Au moment même où, quittant le banc de l’avenue de Marigny, elle s’acheminait vers le haut du faubourg, regagnant son modeste garni, Gilbert s’y rendait de son côté. Une velléité amoureuse avait tout à coup, ce soir-là, fait battre plus vite le cœur du jeune homme, ce cœur devenu si calme depuis l’effervescence qui l’agitait dans le beau jour d’été, sur la route de Brest. Peut-être aussi était-il effleuré de quelque remords ... Il y avait tant de jours qu’il n’avait vu Bertrande! La pauvre fille pouvait se croire tout à fait abandonnée.

Lorsque lui vint l’idée de cette visite à sa maîtresse, le prince de Villingen se trouvait chez lui, dans son entresol de la rue Cambacérès, interdit à Bertrande par des raisons de prudence. Le futur gendre de M. de Plesguen, en rapports constants avec celui-ci, ne se souciait pas que le vieux gentilhomme rencontrât la jeune fille séduite, qu’il devait connaître de vue, et dont la ressemblance avec Micheline, tout au moins, le frapperait. Puis, pour le viveur, c’était un principe: on n’installe jamais une femme chez soi quand on a de la tenue et qu’on sait le prix de la liberté.

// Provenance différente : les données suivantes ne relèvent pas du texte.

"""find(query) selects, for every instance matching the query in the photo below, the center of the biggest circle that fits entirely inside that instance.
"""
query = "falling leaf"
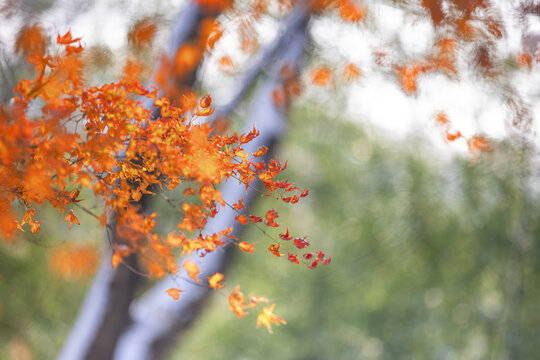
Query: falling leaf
(301, 242)
(71, 218)
(143, 33)
(116, 259)
(247, 247)
(192, 269)
(285, 236)
(321, 76)
(351, 72)
(236, 302)
(351, 12)
(270, 216)
(174, 293)
(274, 249)
(267, 318)
(213, 281)
(293, 258)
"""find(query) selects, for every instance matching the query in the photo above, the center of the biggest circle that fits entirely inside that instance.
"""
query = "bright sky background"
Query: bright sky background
(374, 99)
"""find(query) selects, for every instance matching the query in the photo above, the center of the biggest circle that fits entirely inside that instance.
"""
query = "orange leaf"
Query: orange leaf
(293, 258)
(285, 236)
(442, 118)
(174, 293)
(213, 281)
(71, 218)
(351, 12)
(351, 72)
(478, 143)
(270, 216)
(452, 137)
(245, 246)
(267, 318)
(274, 249)
(116, 259)
(321, 76)
(192, 269)
(241, 219)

Un seul homme avait reçu les confidences de Gilbert au sujet de la petite Bretonne: c’était Escaldas. Le Bolivien était un complice. Dans sa signification équivoque, le mot s’imposait à Gairlance, quoi qu’il en eût. L’entreprise où il se trouvait lancé continuait à lui paraître moins claire et moins propre qu’il n’eût souhaité. Tout en voulant croire à la justice du but, il gardait l’écœurement de l’inspiration et des moyens. Ce malaise dura quelque temps, puis Gilbert s’habitua. La personne même du métis, qu’il ne tolérait au début que comme un instrument nécessaire et méprisable, lui devint familière. José avait de l’esprit, de la gaieté, une mémoire étonnante, singulièrement garnie de silhouettes et d’anecdotes. Il aimait le jeu presque autant que Gairlance lui-même, possédait moins que lui de scrupules, était insinuant et servile. Le jeune homme, peu à peu, le laissa pénétrer dans son intimité. Rétif au commencement, il acceptait aujourd’hui avec un plaisir qu’il ne s’avouait pas, la compagnie du souple et ingénieux personnage.

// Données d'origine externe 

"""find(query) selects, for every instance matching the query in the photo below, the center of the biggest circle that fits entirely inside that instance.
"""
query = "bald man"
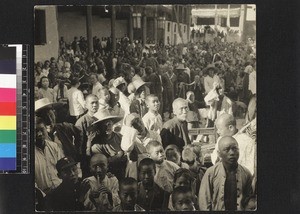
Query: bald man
(175, 131)
(100, 191)
(226, 185)
(226, 126)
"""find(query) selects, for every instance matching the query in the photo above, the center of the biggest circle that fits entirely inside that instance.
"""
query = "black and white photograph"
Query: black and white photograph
(145, 107)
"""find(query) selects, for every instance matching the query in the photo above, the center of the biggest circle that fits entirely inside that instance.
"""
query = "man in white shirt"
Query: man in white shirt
(76, 101)
(96, 84)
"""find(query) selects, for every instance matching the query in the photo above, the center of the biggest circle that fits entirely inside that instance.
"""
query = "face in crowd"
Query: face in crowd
(180, 109)
(92, 104)
(228, 150)
(99, 166)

Ce jour-là, comme le crépuscule d’automne épaississait ses ombres, tous deux échangeaient des réflexions peu triomphantes, enfoncés dans des fauteuils de cuir et grillant des cigarettes, dont le parfum remplissait le fumoir du prince.

—«Cette mort est un désastre pour nous,» disait nerveusement Gilbert.

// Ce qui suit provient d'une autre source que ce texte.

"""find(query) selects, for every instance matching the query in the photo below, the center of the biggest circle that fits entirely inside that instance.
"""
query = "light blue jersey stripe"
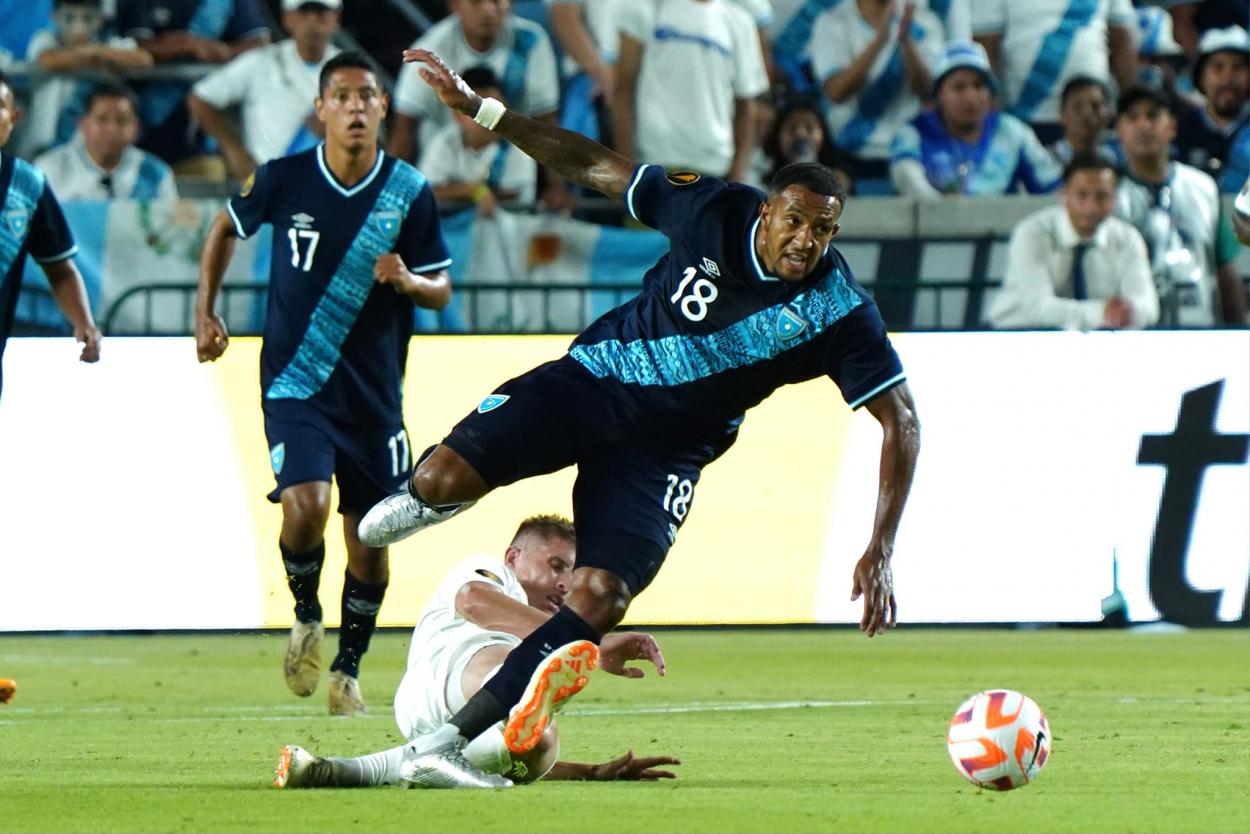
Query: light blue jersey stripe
(1049, 64)
(760, 336)
(346, 293)
(19, 206)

—«Vous exagérez, Gairlance,» fit le Bolivien.

C’était la première fois qu’il se risquait à l’appeler si familièrement par son nom. L’autre, préoccupé, ne s’offusqua pas.

—«Comment, j’exagère! Rafaël Pabro n’était-il pas notre plus important ... je pourrais presque dire notre unique témoin?

—Notre plus important témoin n’est pas sujet aux accidents des êtres en chair et en os. Ce n’est pas un homme. C’est un papier. Et un papier sauvegardé par l’honorabilité d’une maison telle que la banque Perez Rosalez.